I give it two stars because he got right to the flash-forwards.
I really hope the TV show is better than this book.
Reader’s Rating: 2 / 5
I’ll be brief:
This is the first Robert J. Sawyer book I’ve read. Very disappointing. The prose was pretentious and dull, bloated and repetitive. (The dialogue reads at times like a transcription of dull conversation.) The characters, cardboard. (They’re both inconsistent and unbelievable.) The editing, practically non-existent. (Typos galore, but also changing pronouns, misspelled words.) The plot, unconvincing. (And ultimately unexciting. In the end he tries to play a game similar to Greg Bear’s Blood Composition. It doesn’t work.) The science, uninspiring. (He name-drops scientists, additional science fiction writers, and additional science fiction writers’ thoughts.)
I came to the book really wanting to like it. I left the book feeling like I’d wasted my time.
I don’t reflect I’ll be venturing Sawyer’s way again, sorry to say.
Reader’s Rating: 1 / 5
This was the kind of book, that you had to really concentrate on to know what is going on. I establish that i had to go back every now and then to keep up with the character. Excellent reading and a excellent book to take with you on a long flight or sitting in a waiting room.
Reader’s Rating: 4 / 5
A lot attempted but with small results. I kept looking for the footnotes and perhaps some math formulas. It seems many Sci-fi writers are making new genre’s these days. The discipline of the ancient Sci-fi is a thing of the past. But back to the attempts: excellent opinion of whether mankind has or hasn’t free will; a leap into the mythical arena of tachyons (energy moving quicker than light); a fantastic metaphor of the Minkowski time cube and thereby to clarify the scenery of time!; a primer on subatomic particle accelerators and their future obsolescence; a hint at the scenery of time travel (although for less than 2 minutes). Not a tiny helping on Sawyer’s platter.
Sorry to say the leader does not take his own web site advice in writing “to show as a replacement for of tell”. Unmotivated characters spouted large helpings of real-life physicist Frank Tipler’s Omega Point stuffing and I doubt the leader got Tipler’s permission to reproduce.
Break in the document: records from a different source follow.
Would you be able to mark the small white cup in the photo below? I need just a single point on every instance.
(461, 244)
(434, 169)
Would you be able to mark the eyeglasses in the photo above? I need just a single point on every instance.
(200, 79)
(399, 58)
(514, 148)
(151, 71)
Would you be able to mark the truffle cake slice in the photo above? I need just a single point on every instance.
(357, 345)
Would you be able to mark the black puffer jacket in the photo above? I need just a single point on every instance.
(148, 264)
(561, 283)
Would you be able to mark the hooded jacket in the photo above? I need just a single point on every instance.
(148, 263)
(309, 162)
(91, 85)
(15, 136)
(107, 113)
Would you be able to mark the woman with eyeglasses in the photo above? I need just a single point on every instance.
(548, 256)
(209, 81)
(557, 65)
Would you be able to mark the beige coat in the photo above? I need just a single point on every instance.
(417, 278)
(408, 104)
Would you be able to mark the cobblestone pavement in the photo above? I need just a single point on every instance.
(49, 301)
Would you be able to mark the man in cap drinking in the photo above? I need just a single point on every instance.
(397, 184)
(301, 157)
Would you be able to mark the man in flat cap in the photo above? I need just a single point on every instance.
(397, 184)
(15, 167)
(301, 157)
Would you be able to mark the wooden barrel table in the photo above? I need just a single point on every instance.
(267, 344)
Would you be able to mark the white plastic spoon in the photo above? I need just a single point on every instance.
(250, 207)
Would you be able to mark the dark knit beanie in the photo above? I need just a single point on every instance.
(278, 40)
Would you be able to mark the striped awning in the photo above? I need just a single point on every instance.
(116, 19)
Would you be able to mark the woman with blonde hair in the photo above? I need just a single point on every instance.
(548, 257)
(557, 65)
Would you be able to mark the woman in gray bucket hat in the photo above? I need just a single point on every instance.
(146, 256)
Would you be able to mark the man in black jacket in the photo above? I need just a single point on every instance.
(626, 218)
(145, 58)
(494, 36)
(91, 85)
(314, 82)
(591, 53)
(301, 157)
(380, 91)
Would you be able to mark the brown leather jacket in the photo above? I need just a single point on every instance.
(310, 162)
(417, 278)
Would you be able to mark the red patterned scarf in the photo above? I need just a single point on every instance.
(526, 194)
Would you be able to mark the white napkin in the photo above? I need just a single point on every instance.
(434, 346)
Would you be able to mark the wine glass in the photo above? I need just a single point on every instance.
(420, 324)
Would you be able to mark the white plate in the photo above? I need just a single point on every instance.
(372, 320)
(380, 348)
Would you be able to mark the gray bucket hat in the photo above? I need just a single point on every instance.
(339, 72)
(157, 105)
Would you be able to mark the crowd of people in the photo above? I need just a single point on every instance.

Sawyer could have at least dedicated the book to Tipler or added him to the acknowledgements. My largest problem with the speech was too much mixing of real life physicist’s theorizing with Sawyer’s own fine speculative fiction. Such a technique seems to fling the reader out of the imaginative walls in which the tale is supposed to be taking place. One could argue that it shores up the believability of the tale but the leader should rather rely on the readers “suspension of disbelief.”